Lagerfeld with his new feline friend.
Jamie Bochert had just finished her fitting. Twenty-nine years old, long and austere, with a mien like Patti Smith’s, Bochert is more musician than model, but Lagerfeld was so infatuated with her that he used her as his only model for the couture-collection press kit. “She’s going to star in a film I plan to make on the life of Catherine Pozzi, the mistress of the poet Paul Valéry,” Lagerfeld told me. And then he started to recite fragments of poetry. To hear him suddenly declaim “Mon coeur a quitté mon histoire” (“My heart has left my story”) seemed to illuminate all the contradictions in which Lagerfeld finds himself embroiled: He is a man whose exterior protects a heart that some believe went off course many years ago. But did it truly? I’m not so sure. “It’s lovely, right?” he said of the line, staring at me from behind his dark glasses.
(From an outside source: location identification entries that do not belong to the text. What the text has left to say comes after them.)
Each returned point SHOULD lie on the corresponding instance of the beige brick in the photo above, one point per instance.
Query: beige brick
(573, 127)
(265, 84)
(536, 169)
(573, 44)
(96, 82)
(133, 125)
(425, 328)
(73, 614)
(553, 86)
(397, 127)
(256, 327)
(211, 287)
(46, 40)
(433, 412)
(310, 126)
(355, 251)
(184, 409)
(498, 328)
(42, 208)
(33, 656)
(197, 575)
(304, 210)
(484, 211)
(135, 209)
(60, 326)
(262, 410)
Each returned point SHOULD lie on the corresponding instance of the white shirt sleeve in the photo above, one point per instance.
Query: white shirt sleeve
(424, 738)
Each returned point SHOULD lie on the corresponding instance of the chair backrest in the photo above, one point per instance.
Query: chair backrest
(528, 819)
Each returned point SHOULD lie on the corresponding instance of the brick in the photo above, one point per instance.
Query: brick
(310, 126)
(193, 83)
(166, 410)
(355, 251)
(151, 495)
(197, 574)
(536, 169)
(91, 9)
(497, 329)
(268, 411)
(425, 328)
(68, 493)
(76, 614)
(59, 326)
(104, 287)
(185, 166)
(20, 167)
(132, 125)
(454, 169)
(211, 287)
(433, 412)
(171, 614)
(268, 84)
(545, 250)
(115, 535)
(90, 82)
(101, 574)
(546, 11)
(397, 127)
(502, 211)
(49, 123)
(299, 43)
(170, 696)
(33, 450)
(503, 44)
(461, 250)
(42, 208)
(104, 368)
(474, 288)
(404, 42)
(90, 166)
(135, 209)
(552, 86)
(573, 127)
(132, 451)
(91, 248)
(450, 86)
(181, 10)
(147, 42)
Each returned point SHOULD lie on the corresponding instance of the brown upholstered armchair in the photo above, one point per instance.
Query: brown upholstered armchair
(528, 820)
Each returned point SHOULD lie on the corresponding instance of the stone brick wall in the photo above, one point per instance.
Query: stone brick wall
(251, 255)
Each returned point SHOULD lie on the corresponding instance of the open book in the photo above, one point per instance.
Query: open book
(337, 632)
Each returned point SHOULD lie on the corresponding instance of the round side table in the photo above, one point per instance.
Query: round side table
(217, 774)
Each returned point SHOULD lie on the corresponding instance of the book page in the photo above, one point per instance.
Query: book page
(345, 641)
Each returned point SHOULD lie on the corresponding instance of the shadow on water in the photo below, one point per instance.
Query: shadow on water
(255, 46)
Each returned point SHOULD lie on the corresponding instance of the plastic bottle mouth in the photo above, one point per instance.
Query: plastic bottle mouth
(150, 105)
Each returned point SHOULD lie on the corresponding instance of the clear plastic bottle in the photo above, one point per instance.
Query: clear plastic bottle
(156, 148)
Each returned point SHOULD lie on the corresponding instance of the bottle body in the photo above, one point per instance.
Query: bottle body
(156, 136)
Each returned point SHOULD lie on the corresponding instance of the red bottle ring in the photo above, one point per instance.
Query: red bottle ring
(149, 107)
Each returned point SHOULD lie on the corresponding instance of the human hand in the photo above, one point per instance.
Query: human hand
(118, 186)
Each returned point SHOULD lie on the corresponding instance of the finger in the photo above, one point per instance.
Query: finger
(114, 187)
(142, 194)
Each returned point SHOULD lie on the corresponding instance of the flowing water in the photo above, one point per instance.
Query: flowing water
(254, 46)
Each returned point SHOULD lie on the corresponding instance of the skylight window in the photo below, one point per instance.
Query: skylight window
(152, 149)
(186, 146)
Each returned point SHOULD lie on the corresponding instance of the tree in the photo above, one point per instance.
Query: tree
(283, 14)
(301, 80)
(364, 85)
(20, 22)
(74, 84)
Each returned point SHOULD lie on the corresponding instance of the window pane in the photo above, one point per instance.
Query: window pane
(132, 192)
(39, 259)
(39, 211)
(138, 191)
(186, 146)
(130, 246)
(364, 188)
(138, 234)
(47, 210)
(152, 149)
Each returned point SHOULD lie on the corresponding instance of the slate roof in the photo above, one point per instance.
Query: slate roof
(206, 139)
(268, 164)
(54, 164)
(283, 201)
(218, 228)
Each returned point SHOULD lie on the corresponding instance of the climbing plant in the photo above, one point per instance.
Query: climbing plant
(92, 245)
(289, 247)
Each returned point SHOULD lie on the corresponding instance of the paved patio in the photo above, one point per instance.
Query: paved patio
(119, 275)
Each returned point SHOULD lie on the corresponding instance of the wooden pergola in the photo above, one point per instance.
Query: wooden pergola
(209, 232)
In the interest of full disclosure: Though I don’t work at Chanel, I have known Lagerfeld for more than two decades. In the early eighties, when I was in my 20s and a model, I met him during his tenure at Chloé. He was heavier, his hair was longer and already in a ponytail, his eyes were masked by dark glasses, and he held a fan that evoked the Versailles court. (Of course, the fan has since been replaced by the signature fingerless gloves—there’s always something to hide with him—but we’ll come back to that). When he first met me, he exclaimed that I resembled Françoise Dorléac, Catherine Deneuve’s older sister, who died in 1967. The comment was at once flattering and peculiar. There was—and still is—nothing more repulsive to Lagerfeld than death and all it entails: funerals, weakness, illness, the past. Every one of the women close to him—the Chanelettes, if you will—whom I met with agreed on this point. Lagerfeld, though, has no difficulty whatsoever squaring his denial of death with an equally pronounced habit of invoking the past—in particular, female figures of bygone eras who are imbued with a beauty or spirit that he believes transcends their time.